Has anyone had this problem?

Today I pulled the 2007 Grizzly 660 out of the garage after a short engine warm-up. I pulled forward, hit the foot brake hard when my dog ran in front of the ATV, and the engine died. It won't turn over and the Park and Reverse lights don't light up. Neutral, etc, do light up, the winch works -- but the engine won't turn over: nothing. I'll get out the manual and the old multimeter but I'm not sure what I'm looking for. At least it died at the house and not at the bottom of the mountain.


----------



## BruteForce750 (Nov 20, 2009)

Check the fuses....


----------



## MtnCowboy (Dec 20, 2009)

Thanks, but the fuses are fine. The Park and Reverse indicator lights returned - and come to think of it, it's not unusual for them to occasionally not light: sometimes you need to rock a 660 with the brake on to get them to light. Since the problem occurred when I slammed on the brake I'll assume it's an issue with a starter safety switch. Maybe I can jumper it.


----------



## BruteForce750 (Nov 20, 2009)

Never ridden a grizzly but do you need to hold the brake to start it? On the brute if its not in neutral it wont kick over unless the brake is applied... maybe its something to do with your foot brake? Are your brakes working properly.. brake lights too?

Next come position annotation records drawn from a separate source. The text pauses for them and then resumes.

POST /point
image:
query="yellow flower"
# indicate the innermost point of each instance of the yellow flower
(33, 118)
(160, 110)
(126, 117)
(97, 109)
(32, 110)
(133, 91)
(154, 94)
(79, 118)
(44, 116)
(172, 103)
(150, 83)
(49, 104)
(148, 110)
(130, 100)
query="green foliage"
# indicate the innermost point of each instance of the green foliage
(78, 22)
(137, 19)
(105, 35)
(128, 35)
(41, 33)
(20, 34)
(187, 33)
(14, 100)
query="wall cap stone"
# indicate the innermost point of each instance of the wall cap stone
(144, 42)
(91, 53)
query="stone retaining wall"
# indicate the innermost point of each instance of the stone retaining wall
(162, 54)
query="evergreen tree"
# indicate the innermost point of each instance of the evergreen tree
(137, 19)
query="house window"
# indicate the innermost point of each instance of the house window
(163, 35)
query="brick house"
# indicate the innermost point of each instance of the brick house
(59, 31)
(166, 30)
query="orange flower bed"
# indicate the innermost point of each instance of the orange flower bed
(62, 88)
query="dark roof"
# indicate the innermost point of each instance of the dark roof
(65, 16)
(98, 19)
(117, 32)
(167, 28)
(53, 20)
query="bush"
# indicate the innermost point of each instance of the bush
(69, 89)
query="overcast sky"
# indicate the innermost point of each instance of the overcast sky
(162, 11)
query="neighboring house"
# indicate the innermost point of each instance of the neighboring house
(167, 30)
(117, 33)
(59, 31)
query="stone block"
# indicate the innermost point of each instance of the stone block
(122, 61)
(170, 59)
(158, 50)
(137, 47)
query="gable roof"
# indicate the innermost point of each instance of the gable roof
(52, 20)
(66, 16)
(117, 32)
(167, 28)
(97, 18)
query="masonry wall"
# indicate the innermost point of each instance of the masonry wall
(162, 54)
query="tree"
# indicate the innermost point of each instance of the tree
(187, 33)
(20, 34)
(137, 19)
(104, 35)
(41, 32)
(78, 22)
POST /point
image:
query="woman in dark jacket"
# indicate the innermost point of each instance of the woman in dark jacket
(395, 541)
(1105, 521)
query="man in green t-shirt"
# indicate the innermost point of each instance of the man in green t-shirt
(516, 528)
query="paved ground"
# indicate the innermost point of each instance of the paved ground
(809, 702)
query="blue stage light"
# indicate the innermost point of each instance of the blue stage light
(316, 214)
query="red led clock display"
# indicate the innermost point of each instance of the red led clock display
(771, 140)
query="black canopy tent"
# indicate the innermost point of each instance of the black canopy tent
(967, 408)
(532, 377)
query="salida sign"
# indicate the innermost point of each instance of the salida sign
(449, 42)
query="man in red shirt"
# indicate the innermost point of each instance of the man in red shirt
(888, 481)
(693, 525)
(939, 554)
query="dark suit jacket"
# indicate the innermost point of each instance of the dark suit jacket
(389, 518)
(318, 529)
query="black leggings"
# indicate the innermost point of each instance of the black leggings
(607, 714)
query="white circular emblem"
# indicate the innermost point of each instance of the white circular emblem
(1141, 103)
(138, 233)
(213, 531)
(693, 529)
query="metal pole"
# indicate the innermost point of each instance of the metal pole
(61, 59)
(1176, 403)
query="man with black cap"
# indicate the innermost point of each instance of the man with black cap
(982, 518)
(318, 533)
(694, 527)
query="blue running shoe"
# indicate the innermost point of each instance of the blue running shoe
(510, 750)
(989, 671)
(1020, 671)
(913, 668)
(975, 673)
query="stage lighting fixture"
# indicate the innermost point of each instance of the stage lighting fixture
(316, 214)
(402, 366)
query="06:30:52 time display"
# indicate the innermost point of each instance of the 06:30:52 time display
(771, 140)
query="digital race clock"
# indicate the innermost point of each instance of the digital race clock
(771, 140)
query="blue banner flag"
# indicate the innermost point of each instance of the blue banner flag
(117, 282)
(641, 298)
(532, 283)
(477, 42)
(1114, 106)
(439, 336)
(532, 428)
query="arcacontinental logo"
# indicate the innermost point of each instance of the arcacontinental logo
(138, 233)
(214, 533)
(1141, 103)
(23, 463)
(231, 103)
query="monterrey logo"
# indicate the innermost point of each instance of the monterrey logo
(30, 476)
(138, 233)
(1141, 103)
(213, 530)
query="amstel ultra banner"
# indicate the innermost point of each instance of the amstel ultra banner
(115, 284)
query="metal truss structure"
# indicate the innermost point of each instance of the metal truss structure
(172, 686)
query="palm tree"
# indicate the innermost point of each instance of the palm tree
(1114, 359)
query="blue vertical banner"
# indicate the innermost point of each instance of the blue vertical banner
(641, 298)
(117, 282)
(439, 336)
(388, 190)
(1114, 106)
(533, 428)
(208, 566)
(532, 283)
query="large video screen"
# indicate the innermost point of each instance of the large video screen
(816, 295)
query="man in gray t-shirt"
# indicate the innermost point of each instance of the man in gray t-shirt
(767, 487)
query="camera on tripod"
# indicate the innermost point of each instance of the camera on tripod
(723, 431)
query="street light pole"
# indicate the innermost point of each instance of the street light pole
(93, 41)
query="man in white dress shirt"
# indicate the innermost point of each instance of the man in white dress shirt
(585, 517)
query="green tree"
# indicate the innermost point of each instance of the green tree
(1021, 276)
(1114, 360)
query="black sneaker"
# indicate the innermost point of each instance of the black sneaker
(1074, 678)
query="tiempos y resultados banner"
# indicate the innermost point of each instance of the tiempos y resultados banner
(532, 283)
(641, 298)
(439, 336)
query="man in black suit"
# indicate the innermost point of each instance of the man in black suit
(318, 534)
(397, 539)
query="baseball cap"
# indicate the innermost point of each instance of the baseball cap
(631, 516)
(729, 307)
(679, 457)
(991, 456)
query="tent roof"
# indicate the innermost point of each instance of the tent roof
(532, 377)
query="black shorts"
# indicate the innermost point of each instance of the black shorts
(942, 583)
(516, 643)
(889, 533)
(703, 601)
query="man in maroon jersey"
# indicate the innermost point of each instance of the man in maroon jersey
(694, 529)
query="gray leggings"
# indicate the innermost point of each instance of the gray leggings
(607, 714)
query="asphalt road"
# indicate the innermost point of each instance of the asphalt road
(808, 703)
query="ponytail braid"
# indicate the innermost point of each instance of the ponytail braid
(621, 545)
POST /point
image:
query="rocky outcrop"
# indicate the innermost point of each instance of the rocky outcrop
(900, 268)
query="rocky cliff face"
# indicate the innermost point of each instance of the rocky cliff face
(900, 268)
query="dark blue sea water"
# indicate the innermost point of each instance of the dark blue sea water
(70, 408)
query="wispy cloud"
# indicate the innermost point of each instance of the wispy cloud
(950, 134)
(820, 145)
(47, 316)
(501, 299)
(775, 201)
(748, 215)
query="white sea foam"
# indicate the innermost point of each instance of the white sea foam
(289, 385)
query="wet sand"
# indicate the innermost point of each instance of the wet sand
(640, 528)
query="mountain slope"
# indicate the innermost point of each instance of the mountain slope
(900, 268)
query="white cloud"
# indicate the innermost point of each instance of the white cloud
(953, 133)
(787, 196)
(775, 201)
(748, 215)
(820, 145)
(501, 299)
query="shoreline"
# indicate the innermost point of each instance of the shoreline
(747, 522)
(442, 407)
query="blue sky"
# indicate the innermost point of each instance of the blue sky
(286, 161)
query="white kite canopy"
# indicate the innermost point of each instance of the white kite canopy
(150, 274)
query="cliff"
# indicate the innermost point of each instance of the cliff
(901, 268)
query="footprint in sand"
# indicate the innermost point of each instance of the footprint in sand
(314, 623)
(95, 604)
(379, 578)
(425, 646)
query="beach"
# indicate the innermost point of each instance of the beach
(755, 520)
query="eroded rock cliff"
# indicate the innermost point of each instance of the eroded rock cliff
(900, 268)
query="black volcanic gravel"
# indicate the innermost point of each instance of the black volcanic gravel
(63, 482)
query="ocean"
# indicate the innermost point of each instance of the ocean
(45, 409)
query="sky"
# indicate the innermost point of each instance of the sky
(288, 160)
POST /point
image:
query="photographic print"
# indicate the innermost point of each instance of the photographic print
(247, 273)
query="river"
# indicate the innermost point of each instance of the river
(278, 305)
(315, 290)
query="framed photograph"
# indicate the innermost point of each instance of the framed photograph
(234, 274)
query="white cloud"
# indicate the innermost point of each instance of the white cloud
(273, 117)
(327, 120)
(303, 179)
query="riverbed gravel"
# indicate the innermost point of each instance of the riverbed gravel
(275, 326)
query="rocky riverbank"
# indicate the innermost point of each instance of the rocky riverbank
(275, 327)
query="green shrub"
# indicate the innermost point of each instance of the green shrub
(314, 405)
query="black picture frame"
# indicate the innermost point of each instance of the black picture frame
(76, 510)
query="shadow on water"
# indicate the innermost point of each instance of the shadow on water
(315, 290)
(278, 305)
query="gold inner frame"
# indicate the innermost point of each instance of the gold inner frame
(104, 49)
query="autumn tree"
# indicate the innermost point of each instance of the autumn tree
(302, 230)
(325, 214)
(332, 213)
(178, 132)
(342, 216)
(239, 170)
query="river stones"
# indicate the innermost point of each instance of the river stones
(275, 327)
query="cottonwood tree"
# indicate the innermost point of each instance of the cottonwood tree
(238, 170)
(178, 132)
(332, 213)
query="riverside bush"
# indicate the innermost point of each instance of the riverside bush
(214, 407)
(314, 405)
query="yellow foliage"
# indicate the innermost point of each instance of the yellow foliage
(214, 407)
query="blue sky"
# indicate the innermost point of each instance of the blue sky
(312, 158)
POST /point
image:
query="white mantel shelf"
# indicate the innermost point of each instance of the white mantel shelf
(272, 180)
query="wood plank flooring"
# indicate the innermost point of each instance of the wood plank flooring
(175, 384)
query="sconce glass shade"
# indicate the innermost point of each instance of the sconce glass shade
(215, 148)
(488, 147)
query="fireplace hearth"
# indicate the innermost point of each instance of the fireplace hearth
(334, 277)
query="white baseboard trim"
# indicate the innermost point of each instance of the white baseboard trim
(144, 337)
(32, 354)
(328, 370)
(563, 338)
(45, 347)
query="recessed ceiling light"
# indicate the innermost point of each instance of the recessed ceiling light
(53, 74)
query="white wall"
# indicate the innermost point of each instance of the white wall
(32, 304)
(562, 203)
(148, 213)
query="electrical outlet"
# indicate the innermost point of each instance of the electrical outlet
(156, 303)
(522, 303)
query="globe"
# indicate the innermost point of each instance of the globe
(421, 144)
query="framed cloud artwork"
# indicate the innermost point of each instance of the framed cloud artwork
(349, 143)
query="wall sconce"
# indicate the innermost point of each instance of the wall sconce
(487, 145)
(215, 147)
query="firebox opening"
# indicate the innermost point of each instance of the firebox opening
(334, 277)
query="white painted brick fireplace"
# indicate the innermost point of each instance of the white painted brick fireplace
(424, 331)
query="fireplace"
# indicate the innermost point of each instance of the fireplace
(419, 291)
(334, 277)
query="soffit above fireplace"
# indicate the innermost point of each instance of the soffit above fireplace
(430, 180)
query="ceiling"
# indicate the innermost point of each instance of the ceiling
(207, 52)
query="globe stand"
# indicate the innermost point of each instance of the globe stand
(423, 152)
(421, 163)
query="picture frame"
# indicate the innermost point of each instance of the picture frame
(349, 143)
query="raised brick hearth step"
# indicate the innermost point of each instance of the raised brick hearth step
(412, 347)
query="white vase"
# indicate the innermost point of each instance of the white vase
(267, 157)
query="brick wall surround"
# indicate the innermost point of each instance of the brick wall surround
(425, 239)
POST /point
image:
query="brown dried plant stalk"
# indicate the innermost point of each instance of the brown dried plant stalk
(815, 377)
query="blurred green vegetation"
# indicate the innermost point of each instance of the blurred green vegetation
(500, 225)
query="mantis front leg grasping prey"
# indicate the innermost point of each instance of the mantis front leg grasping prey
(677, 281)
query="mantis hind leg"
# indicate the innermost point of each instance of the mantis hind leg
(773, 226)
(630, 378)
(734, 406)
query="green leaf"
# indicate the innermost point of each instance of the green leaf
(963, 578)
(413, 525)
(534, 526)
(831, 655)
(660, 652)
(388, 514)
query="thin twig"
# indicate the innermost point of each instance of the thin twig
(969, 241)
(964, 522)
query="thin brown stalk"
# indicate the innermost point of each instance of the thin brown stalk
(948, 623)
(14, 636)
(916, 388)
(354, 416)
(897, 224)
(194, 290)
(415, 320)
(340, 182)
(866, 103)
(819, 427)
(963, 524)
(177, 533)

Do you have a pull starter? Try starting it with that to eliminate any switches... could be your electric start.


----------



## MtnCowboy (Dec 20, 2009)

Found the problem: the grizzly has an IDIOT for an owner. This is my 4th winter using the 660 and just now discovered it has an engine kill switch. I must have hit it when I slammed on the brake to avoid hitting my dog. Better an idiot than being without the plow. I've got 12" of snow to move on a mile long road and it's raining - with a cold front moving in this afternoon.

But yes, the foot brake or left lever usually must be deployed to turn the engine. It has a pull starter too, but it's a "bear." I guess the compression still must be good.


----------



## BruteForce750 (Nov 20, 2009)

Haha, I think I can vouch and say we've all been there.


----------